Skip to main content

vault HA mysql backend cannot assign requested address

·2 mins

We were trying to make a single node vault into HA, this vault node was using mysql as backend and pointing to a single mysql node, although the mysql percona cluster itself had three node.

So we decided to add two more nodes into vault as well as make all vault nodes use a HA mysql connection. As vault does not allow configuring all three nodes in the connection string we decided to use use HAproxy in front of mysql and configure it to use myqsql node as active and other two backup.

When we configured vault to talk to HAproxy mysql backend, it worked for few minutes and would error out on following error.

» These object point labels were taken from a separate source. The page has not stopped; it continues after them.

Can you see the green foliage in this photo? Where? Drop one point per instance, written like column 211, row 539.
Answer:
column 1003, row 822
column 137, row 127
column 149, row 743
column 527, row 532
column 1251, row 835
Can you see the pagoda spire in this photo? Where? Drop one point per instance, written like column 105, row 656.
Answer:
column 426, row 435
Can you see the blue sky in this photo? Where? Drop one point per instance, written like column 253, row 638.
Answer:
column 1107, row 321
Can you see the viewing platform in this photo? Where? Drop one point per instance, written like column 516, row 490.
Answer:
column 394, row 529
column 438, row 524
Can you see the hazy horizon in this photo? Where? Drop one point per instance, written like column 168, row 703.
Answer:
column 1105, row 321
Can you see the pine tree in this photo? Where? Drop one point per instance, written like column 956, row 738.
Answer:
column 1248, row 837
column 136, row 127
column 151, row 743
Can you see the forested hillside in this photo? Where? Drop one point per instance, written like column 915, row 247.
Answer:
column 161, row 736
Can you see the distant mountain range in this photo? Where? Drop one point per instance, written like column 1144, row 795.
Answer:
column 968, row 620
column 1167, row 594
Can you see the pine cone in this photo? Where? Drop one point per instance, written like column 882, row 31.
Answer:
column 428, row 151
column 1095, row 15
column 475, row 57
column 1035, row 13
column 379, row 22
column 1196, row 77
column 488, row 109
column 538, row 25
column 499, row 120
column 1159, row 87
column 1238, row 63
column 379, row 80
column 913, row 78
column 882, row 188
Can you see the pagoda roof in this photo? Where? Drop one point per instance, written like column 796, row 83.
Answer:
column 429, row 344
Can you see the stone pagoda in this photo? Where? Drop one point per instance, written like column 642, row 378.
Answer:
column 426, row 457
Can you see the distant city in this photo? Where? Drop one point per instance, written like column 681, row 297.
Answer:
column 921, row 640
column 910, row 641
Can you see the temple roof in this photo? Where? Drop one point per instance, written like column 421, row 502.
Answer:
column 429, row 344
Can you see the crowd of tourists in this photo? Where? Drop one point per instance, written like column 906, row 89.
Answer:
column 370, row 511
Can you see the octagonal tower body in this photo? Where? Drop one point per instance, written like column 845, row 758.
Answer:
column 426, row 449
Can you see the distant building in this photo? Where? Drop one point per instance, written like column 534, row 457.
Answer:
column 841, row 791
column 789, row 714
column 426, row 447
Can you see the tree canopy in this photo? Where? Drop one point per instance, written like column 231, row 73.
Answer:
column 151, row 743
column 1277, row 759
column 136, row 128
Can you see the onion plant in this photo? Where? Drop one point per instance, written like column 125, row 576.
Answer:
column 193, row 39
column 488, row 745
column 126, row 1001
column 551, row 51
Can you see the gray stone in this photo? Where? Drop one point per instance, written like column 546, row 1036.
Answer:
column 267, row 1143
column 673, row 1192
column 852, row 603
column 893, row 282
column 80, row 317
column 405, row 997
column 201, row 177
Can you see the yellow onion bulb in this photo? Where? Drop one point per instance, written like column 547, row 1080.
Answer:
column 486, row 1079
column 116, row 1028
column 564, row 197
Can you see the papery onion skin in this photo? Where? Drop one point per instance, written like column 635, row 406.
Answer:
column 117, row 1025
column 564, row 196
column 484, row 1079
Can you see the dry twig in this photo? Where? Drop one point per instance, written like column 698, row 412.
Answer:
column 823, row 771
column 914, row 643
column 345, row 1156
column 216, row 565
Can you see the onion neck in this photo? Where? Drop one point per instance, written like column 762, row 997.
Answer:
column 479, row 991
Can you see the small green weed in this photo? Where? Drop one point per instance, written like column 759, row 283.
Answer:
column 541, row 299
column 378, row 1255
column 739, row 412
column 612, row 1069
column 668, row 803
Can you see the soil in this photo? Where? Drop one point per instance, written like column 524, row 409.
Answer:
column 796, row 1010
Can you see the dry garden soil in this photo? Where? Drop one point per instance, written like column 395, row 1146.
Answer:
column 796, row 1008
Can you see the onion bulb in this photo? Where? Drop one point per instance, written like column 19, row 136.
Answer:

[ERROR] core: failed to renew releases: error="failed to persist accessor index entry: dial tcp 10.10.0.126:3306: connect: cannot assign requested address"

At first it looked that we have wrong mysql configuration or it is running out of available connections, so we looked at those and found not to be the case. Secondly we looked at how haproxy is handling these connections and if there is an upper limit of sessions which might be preventing vault from creating new session.

We looked vault documentation for mysql backend here https://www.vaultproject.io/docs/v1.4.x/configuration/storage/mysql (note this link is for 1.4 version look at your vault version docs)

we decided to add max_idle_connections to 10 in hope that it will keep that many connections ready and in idle state to be used by vault, but that did not resolve the issue. in deperate attempt to solve the issue we also tried increasing it to 20 or 30 with no success.

Further searching on internet, we found that this error relates to system running out of available source ports to make connection in the pool, but what could be doing that. While searching we stumbled on this thread https://github.com/hashicorp/vault/issues/11936 which suggested that this seems to happen due to the connection pooling which is too small by default (unset?).

If we set max_idle_connections > max_parallel, the connections are not torn down and there is no churn. It has the obvious down side of having many connections open, but maybe max_parallel can be lowered too.

The following setting worked flawlessly.

max_idle_connections = 256
max_parallel = 128

This solved the issue for us. We set our max_parallel to 130, and max_idle_connections to 135, and it worked and our error was gone.